You will need to provide the resource ID of the Azure Storage Account, and approve the request once the private endpoint is provisioned in Luware Recording. Note that Cross Tenant VNET Peering is not required for this type of deployment.

Mutli-Tenant Germany

NOTE

Please note that while this connectivity provides a more secure connection to your Azure Storage accounts, it will not provide any resiliency in the event Azure region Germany West Central experiences a failure.

Luware Recording Germany is deployed into Germany West Central and Germany North.

The Luware recording services in Germany North will cache the recordings until Germany West Central is back online at which point the recordings will be uploaded to the customers Azure Storage account via the private endpoint in Germany West Central.

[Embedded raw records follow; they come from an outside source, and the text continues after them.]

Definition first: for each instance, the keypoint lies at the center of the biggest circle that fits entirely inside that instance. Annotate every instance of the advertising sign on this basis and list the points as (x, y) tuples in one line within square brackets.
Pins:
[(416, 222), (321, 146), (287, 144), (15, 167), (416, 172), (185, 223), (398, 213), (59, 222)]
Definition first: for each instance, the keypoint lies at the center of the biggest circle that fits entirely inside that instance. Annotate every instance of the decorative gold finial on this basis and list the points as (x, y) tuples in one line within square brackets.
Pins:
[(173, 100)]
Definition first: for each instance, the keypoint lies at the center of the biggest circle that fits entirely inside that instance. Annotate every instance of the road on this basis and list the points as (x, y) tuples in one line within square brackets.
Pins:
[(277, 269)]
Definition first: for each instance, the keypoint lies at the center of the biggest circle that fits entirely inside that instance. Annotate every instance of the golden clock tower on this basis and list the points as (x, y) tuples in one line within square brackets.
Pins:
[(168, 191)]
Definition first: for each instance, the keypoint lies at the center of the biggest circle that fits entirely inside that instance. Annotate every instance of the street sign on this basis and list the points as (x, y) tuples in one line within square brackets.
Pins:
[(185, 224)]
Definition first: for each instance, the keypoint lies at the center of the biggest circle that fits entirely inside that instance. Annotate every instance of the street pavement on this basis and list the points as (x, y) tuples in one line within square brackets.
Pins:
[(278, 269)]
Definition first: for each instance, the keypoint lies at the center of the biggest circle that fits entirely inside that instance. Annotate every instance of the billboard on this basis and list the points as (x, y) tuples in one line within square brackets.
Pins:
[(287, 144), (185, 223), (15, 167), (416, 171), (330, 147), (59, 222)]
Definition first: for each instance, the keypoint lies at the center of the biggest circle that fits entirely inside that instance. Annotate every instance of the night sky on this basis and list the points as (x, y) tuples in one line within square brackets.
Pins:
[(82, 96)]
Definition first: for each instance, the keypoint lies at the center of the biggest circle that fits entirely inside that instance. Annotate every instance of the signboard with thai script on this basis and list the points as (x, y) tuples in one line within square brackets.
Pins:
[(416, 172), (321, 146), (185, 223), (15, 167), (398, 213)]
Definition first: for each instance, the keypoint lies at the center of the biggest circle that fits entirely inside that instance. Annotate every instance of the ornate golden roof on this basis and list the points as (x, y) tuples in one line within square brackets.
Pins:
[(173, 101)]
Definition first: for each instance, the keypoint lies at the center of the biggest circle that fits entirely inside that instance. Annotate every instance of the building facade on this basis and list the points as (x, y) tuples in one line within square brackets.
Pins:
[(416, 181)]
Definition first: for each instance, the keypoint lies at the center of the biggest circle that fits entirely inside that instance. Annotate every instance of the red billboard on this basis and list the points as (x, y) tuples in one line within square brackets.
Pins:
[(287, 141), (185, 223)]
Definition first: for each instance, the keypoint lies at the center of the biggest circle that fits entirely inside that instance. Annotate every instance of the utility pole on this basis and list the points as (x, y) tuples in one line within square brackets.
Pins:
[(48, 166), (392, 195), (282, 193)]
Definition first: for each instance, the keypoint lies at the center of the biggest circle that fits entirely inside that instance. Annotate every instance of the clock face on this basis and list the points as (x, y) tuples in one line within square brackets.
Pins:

Please see supported regions for Private Link services from Microsoft:

Azure Products by Region | Microsoft Azure

 
 
 

Multi-Tenant Switzerland

NOTE

Please note that while this connectivity provides a more secure connection to customers Azure Storage accounts it will not provide any resiliency in the event Azure region Switzerland North experiences a failure.

Luware Recording is deployed into Switzerland North and Switzerland West.

The Luware recording services in Switzerland West will cache the recordings until Switzerland North is back online at which point the recordings will be uploaded to the customers Azure Storage Account via the Private Endpoint in Switzerland North.

Please see supported regions for Private Link services from Microsoft:

Azure Products by Region | Microsoft Azure

 
 
 

There is no need to configure Firewall Access Control Lists for Luware Recording IP addresses and/or VNETs against the customer Azure Storage Account. However, it is recommended to restrict access.

The private endpoint uses an IP address from the dedicated Private Endpoint Luware Recording VNet address space. Network traffic between the Luware Recording VNet and your storage account traverses over the VNet and a private link on the Microsoft backbone network, eliminating exposure from the public internet.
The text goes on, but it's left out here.